Przeładowane busy to nie tylko polska specjalność – inspektorzy z kłodzkiego oddziału ITD zatrzymali czeskie Renault Mascott ważące 9 ton.
Do zatrzymania czeskiego busa doszło w środę 13 października na drodze krajowej numer 8 w powiecie kłodzkim.
Dostawczy Mascott zwrócił uwagę inspektorów, gdyż miał problemy z podjazdem pod większe wzniesienia, a ponadto jego opony uginały się pod przewożonym towarem.
W trakcie kontroli okazało się, iż przewożące ziemniaki Renault Mascott faktycznie było mocno przeładowane.

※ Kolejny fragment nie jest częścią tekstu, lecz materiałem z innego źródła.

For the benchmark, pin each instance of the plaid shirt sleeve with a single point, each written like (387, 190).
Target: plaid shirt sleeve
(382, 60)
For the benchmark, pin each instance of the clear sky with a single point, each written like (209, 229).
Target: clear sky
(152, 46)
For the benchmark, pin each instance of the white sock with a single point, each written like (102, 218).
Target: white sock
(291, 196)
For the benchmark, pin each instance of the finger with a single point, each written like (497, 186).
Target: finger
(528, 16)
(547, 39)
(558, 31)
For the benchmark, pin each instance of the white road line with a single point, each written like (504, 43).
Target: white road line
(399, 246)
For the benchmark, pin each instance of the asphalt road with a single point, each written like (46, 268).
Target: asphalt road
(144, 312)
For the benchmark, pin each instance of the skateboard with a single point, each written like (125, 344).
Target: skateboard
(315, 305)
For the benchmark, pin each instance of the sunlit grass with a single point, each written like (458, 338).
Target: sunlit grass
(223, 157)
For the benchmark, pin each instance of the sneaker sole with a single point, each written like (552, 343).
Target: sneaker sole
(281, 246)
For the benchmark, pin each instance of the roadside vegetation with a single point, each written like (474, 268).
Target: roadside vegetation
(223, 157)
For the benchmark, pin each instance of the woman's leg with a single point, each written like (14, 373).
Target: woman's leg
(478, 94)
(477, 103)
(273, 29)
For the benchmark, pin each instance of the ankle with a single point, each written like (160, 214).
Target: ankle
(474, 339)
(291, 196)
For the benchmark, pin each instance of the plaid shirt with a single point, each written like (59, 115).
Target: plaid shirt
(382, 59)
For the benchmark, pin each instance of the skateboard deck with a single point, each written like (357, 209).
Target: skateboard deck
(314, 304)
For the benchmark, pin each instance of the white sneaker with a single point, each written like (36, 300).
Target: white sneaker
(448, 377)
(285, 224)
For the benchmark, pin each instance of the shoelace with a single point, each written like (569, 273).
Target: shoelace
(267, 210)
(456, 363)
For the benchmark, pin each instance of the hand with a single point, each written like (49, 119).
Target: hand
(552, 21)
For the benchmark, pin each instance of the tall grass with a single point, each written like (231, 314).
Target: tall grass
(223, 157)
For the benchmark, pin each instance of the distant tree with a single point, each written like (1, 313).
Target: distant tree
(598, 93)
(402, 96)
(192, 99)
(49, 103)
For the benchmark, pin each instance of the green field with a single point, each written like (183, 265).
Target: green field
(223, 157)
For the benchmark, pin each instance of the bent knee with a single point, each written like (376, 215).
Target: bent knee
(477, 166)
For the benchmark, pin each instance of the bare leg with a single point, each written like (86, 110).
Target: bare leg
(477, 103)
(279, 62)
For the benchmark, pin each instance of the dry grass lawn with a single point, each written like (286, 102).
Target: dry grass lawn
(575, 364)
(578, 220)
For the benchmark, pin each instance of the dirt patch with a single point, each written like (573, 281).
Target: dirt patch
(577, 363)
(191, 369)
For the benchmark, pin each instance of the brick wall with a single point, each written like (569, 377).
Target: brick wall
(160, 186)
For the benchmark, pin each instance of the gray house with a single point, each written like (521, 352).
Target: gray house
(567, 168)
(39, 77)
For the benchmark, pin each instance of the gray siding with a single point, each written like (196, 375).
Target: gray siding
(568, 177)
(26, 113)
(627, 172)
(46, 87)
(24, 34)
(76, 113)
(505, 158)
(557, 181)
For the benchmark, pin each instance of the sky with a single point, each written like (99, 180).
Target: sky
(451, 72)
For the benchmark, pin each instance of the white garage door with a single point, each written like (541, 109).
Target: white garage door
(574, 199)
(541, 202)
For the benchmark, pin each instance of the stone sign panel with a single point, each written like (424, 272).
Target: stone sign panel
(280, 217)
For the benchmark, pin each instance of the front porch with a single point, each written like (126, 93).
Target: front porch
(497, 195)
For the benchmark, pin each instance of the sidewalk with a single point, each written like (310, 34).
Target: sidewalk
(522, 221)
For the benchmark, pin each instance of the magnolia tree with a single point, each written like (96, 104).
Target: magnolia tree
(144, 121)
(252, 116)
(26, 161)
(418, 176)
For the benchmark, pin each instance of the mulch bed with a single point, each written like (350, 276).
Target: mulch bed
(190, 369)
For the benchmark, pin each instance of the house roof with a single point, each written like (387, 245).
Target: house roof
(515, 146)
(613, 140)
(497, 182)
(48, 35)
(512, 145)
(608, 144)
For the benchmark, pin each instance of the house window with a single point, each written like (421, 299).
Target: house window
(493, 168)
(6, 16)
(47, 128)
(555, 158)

Inspektorzy ITD z kłodzkiego oddziału WITD Wrocław po zważeniu auta stwierdzili, że 3,5-tonowa dopuszczalna masa całkowita została przekroczona aż o 5,5 tony.
Zobacz też: Dostawczy Ford Transit wiózł aż 14 osób! Zderzył się z osobówką
Co typowe w przypadku tak skonfigurowanego busa, auto miało ważyło „na pusto” 3 080 kilogramów, a więc na towar zostało tylko 420 kilogramów.
Wobec tego, że czeski kierowca przekroczył przeszło 13-krotnie ładowność, dolnośląskie „krokodyle” zastosowały wobec kierowcy postępowanie mandatowe.
Zobacz też: Uciekał busem przed ITD, bo nie miał dowodu rejestracyjnego?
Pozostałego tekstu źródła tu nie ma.